The change could materially reduce processing costs and turnaround times for enterprises that manage large volumes of visual assets or scanned documents.
Published October 21, 2025
Authors
Ame Vi Ameeeee
Daniel Vila dvilasuero
Francisco Aranda frascuchon
Damián Pumar damianpumar
Leandro von Werra lvwerra
Thomas Wolf thomwolf
🧭 TL;DR: Hugging Face AI Sheets is an open-source tool for supercharging datasets with AI models, no code required. Now with vision support: extract data from images (receipts, documents), generate visuals from text, and edit images—all in a spreadsheet. Powered by thousands of open models via Inference Providers.
We are excited to release a massive update to Hugging Face AI Sheets, the open-source tool for building, transforming, and enriching data with open AI models. AI Sheets leverages Inference Providers, which means you can use thousands of open models powered by the best inference providers on the planet.
The first version of AI Sheets made structuring and enriching textual content a breeze. Now, we're adding vision to AI Sheets.
Images are everywhere—product photos, receipts, screenshots, diagrams, charts, logos. These documents contain structured information waiting to be extracted, analyzed, and transformed. Today, you can finally work with visual content directly in AI Sheets: view images, analyze them, extract information, generate new ones, and even edit them in real‑time—all in the same workflow.
Images contain valuable information—product catalogs, support tickets, research archives, receipts, documents. Now you can upload images directly or use datasets with images, and use vision models to extract, analyze, and structure the information inside them.
Describe and categorize images – Generate captions for product photos, classify document types, or tag images by content
Extract structured data – Pull line items from receipts, data from charts, or text from scanned documents
Add context and metadata – Automatically label images with relevant attributes, quality scores, or custom annotations
Just like text columns, you can iterate on prompts, manually edit outputs, and use thumbs‑up to teach the model what you want. Your feedback becomes few‑shot examples for better results.

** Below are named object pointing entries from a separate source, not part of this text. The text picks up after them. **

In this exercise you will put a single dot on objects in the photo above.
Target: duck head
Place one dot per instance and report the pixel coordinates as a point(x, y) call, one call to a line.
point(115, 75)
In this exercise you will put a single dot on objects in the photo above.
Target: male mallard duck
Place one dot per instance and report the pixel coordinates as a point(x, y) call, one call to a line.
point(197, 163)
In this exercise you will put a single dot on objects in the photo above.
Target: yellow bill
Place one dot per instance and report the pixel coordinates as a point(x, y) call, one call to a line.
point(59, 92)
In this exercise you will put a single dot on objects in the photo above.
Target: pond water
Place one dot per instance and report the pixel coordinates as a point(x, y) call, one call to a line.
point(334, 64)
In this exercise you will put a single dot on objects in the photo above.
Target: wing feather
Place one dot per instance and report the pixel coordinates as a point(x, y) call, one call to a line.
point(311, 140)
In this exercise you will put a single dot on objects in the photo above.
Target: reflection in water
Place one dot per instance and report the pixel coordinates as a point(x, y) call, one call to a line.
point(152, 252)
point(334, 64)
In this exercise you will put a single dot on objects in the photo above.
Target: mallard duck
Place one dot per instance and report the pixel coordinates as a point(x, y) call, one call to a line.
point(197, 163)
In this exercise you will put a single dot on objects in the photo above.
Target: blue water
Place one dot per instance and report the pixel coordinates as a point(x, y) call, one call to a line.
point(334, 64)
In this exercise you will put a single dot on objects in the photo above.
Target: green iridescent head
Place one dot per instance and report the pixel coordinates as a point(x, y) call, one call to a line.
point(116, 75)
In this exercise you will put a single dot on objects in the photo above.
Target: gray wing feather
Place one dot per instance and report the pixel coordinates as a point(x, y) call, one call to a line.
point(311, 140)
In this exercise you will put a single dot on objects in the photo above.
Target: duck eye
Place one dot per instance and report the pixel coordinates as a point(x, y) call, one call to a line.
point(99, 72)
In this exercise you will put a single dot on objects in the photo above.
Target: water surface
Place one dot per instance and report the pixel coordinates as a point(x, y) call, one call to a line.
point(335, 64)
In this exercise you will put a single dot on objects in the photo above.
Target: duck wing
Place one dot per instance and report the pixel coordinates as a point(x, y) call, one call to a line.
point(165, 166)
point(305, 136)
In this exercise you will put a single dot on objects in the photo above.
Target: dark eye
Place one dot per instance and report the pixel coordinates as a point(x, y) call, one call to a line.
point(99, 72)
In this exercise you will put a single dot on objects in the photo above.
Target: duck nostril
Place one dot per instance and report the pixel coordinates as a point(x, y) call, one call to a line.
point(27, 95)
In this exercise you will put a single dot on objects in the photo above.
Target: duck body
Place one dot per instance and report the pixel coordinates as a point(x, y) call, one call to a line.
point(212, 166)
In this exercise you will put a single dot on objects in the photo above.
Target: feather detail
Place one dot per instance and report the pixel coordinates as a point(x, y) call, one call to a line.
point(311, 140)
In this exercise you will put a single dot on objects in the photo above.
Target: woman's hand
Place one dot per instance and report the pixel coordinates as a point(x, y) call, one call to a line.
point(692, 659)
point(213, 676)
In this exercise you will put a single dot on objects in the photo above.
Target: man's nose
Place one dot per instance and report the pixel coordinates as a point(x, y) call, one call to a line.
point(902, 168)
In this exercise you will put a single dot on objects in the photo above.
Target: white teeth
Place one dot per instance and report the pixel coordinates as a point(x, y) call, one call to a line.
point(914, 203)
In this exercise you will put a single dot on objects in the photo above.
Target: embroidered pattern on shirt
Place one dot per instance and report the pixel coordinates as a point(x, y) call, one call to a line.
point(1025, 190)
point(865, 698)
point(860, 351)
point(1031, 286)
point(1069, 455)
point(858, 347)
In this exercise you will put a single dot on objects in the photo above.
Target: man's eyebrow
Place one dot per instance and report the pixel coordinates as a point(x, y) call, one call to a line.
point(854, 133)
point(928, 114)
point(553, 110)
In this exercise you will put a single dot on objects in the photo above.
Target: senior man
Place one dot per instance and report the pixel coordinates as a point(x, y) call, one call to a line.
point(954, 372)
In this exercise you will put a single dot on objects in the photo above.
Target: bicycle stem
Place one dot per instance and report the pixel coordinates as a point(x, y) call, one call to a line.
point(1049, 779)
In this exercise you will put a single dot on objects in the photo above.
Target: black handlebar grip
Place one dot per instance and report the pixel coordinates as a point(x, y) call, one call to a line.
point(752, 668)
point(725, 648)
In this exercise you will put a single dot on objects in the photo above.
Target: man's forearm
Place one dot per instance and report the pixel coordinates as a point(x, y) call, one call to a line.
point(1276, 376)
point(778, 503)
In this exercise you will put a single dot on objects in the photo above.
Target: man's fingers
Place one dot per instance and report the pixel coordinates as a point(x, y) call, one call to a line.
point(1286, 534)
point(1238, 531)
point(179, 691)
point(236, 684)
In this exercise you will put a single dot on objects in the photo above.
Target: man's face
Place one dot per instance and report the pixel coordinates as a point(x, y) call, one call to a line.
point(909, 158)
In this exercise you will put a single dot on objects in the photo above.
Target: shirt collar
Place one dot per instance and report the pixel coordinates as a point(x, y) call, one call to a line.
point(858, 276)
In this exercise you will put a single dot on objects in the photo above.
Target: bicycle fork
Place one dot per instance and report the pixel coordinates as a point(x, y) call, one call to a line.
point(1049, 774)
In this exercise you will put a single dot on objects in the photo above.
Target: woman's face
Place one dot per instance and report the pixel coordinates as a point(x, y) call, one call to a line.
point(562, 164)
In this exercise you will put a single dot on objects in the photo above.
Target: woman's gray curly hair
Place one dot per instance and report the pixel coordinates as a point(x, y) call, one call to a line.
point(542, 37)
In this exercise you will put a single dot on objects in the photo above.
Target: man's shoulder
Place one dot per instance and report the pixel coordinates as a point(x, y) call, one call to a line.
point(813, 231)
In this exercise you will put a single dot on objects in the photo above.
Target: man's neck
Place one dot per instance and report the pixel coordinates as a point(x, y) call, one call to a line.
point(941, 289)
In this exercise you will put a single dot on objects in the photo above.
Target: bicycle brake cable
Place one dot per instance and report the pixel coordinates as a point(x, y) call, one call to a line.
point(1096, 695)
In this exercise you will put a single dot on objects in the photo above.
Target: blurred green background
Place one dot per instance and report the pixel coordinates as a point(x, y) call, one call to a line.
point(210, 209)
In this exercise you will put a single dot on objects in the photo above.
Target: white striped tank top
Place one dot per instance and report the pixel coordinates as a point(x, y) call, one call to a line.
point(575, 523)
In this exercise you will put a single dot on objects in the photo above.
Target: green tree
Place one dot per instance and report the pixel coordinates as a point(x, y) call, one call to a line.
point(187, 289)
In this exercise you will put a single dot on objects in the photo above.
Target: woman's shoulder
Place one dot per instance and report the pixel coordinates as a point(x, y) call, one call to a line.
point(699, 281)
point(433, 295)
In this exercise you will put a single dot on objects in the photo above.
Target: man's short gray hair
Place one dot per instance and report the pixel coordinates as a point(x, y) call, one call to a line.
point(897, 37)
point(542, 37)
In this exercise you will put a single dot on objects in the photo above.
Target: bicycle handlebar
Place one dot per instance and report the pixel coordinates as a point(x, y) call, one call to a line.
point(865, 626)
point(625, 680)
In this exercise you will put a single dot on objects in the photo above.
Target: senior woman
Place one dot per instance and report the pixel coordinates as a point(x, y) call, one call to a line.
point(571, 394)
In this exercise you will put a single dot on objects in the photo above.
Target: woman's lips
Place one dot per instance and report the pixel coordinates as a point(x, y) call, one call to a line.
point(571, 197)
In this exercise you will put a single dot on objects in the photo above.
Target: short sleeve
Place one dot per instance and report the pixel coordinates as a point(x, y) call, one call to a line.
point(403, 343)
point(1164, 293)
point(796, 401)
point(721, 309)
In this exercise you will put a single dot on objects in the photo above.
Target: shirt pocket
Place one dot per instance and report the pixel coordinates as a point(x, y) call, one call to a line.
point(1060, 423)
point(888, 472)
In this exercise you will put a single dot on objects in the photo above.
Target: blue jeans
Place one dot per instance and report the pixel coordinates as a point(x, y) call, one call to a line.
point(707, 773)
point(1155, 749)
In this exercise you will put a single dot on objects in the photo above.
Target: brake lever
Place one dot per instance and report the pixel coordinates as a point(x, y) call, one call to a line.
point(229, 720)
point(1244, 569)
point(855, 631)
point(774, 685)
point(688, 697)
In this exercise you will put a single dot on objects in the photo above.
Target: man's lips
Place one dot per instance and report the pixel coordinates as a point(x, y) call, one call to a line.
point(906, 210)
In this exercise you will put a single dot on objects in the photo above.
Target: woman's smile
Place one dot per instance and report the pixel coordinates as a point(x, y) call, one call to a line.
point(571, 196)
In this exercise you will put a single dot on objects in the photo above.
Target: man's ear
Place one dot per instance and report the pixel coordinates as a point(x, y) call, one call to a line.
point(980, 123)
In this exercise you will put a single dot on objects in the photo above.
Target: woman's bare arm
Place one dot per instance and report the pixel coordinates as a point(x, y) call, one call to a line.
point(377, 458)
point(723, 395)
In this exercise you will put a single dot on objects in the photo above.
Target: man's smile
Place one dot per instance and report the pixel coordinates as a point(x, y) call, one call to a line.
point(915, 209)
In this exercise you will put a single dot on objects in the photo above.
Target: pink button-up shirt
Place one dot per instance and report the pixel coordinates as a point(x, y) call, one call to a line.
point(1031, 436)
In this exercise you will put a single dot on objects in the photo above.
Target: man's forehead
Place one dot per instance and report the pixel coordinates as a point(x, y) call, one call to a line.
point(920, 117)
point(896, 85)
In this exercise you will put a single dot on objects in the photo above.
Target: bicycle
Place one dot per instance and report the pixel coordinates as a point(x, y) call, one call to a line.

Imagine you're back from a trip with a stack of receipts. Upload them to AI Sheets and create a column with a prompt like:
Extract the merchant name, date, total amount, and expense category from this receipt
AI Sheets processes each receipt and gives you a clean table with all the details extracted. You can edit any mistakes, validate good results with thumbs‑up, and regenerate to improve the rest. Export the final dataset as CSV or Parquet for your expense tracking tool.
Or maybe you're digitizing handwritten recipes from old family notebooks. Create columns to extract ingredients, cooking time, and cuisine type—turning your personal archive into a searchable, structured dataset.
Need visuals for your content? AI Sheets can generate and edit images directly in your spreadsheet using AI models, keeping your entire content creation workflow in one place.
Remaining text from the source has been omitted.